Stock Market

Can the stock market handle 3 huge tech IPOs?


It’s going to be a big summer for initial public offerings. SpaceX, Elon Musk’s rocket company, goes public Friday, June 12. OpenAI and Anthropic, both artificial intelligence companies, are expected to debut in the coming months.

All three companies are valued at around the trillion-dollar mark — SpaceX is expected to be the largest IPO on record, targeting a valuation of $1.77 trillion. They’ve already garnered a ton of attention. “It’s kind of like movie blockbusters,” said Terrance Odean, Haas School of Business finance professor at the University of California, Berkeley.

All three companies will go public within a short amount of time, which will add a ton of equity to the stock market very quickly.

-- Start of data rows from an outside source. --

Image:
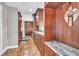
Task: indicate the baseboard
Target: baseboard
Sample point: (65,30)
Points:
(8,47)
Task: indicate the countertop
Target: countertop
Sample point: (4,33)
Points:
(62,49)
(39,32)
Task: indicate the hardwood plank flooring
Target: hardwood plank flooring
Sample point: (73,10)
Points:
(25,49)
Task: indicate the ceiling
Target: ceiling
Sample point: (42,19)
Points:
(54,4)
(26,7)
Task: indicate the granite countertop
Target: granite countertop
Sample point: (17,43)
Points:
(39,32)
(62,49)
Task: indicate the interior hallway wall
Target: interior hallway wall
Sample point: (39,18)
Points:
(12,26)
(0,27)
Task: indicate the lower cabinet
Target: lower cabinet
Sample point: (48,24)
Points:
(48,51)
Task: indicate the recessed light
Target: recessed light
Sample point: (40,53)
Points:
(30,9)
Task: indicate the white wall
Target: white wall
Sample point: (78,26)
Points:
(12,26)
(25,17)
(0,27)
(4,26)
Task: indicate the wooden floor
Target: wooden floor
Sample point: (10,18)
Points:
(25,49)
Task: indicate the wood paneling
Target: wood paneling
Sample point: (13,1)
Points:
(64,33)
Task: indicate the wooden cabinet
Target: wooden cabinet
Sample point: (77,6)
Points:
(49,52)
(38,39)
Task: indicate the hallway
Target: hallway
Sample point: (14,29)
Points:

”On the one hand, we can look at the numbers, and we can say, ‘Wow, in aggregate these companies might raise $200 to $250 billion, that’s an enormous amount of money,’” said Michele Lowry, finance professor at Drexel University. ”However, if we instead look at it as a percent of total market capitalization, you’re talking maybe 0.5%, maybe even less.”

The U.S. stock market all combined is estimated to be valued at $70 trillion. These IPOs, though massive, will make up only a few tenths of a percent of all the money invested in the stock market.

“And that’s actually a lower percent than what we had back in the ‘80s and ‘90s,” Lowry said.

Terrance Odean at UC Berkeley agreed: “It’s not a huge amount of the current market.”

Suhas Sridharan, accounting professor at Emory University, said the people that are buying into these new IPOs are likely already invested in the stock market. Where, might you ask?

“It’s your Nvidias, it’s your, even like, Google, Alphabet, Amazon, right? Companies in the tech sector,” she said.

SpaceX set its debut stock price at $135 a share.